Back at home, I realized that I would have to make some changes if I was going to cope better with the strains of my busy life. Although I felt like I was letting people down and knowing that I may loose some friends, one of the first things I did was to resign as chair of the PTA. Whilst it had previously been something that had given purpose to my life, after 6 years it had become a terrible burden and a truly thankless task.
Fighting tears, I plucked up the courage to go and see the Head Teacher and tell her that I wasn’t able to carry on. She was really sweet and told me not to feel guilty because I had already given countless hours of my time to the organisation. Gradually the feeling of guilt passed and I know that it was for the best. It is far too easy these days to put everyone else first and forget about your own needs!
Chatting to a friend in the playground shortly afterwards, she mentioned that she had found out about a computer course in town and was thinking of enrolling. “Let’s go together”, I suggested. Both of us have been stay-at-home mums for 10 years and felt like it was time for a change. A decade is a very long time to be out of the workplace and we both felt completely out of touch with technology and lacking in self confidence. Doing the course has been fantastic! We’ve been going together and helping one another out and after six months are both about to graduate.

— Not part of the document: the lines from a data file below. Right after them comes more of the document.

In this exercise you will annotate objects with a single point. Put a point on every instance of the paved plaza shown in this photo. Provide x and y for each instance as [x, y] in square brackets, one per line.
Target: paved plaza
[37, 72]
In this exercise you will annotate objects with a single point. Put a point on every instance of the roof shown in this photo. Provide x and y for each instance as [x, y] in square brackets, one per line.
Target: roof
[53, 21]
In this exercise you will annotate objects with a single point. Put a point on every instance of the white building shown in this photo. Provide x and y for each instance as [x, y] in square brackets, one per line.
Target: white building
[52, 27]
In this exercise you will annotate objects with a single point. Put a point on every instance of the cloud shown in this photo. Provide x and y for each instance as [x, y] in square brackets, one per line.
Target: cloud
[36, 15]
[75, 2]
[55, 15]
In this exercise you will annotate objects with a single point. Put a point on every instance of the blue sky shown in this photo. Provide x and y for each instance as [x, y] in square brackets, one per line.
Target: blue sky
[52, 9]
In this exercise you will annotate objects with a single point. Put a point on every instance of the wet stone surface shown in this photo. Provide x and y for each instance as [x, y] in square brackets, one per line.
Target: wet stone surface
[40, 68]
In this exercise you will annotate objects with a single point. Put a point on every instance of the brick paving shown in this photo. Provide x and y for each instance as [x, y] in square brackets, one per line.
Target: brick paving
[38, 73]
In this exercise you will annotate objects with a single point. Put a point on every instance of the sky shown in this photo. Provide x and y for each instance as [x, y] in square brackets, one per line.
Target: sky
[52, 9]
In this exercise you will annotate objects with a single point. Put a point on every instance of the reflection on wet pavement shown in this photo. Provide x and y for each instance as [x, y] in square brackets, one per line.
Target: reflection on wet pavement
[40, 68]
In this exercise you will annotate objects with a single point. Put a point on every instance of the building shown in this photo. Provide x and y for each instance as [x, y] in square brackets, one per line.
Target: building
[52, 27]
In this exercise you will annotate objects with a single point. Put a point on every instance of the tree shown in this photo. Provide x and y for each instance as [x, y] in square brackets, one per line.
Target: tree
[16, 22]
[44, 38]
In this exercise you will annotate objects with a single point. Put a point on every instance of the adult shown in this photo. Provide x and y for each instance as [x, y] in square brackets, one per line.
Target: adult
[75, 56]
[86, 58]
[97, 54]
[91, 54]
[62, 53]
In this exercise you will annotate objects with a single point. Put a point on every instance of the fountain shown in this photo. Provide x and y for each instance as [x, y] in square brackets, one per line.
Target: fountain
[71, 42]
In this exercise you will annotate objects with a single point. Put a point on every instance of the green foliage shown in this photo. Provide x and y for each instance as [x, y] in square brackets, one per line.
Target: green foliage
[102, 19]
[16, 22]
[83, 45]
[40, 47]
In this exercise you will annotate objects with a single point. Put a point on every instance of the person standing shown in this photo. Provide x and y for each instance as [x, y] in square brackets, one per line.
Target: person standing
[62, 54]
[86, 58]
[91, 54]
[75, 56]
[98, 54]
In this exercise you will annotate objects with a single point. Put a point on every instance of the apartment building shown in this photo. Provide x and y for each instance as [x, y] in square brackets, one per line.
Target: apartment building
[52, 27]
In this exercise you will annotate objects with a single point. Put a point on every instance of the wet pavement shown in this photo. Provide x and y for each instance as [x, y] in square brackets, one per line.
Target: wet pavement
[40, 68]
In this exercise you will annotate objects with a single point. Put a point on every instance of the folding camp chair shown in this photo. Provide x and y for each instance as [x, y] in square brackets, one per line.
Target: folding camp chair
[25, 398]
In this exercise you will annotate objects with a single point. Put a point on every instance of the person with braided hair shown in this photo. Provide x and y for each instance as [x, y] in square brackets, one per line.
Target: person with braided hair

Singing has also helped my mood enormously. I have been a member of Rock Chorus for just over a year and I can honestly say that I have never had such fun before in my life. I grew up in a musical family and learned cello and piano to quite a high standard. As a shy child and one who hated P.E., music gave me the social outlet I needed. I have played in orchestras since I was 10 until I had to give up due to a chronic shoulder injury about 7 years ago. Thinking about why I was feeling so low, I realized it was partly because I had no music in my life. Unable to play my cello, I decided to try singing. Well, it has become the highlight of my week and something that I do just for myself; I have realized late in life that this is much more important than I thought.
Now that the computer course is over, I have found myself in the house alone far too much, with my mood spiralling down again, so I’m hoping that this blog will once again give purpose to my life, while I contemplate the next hurdle – getting a job!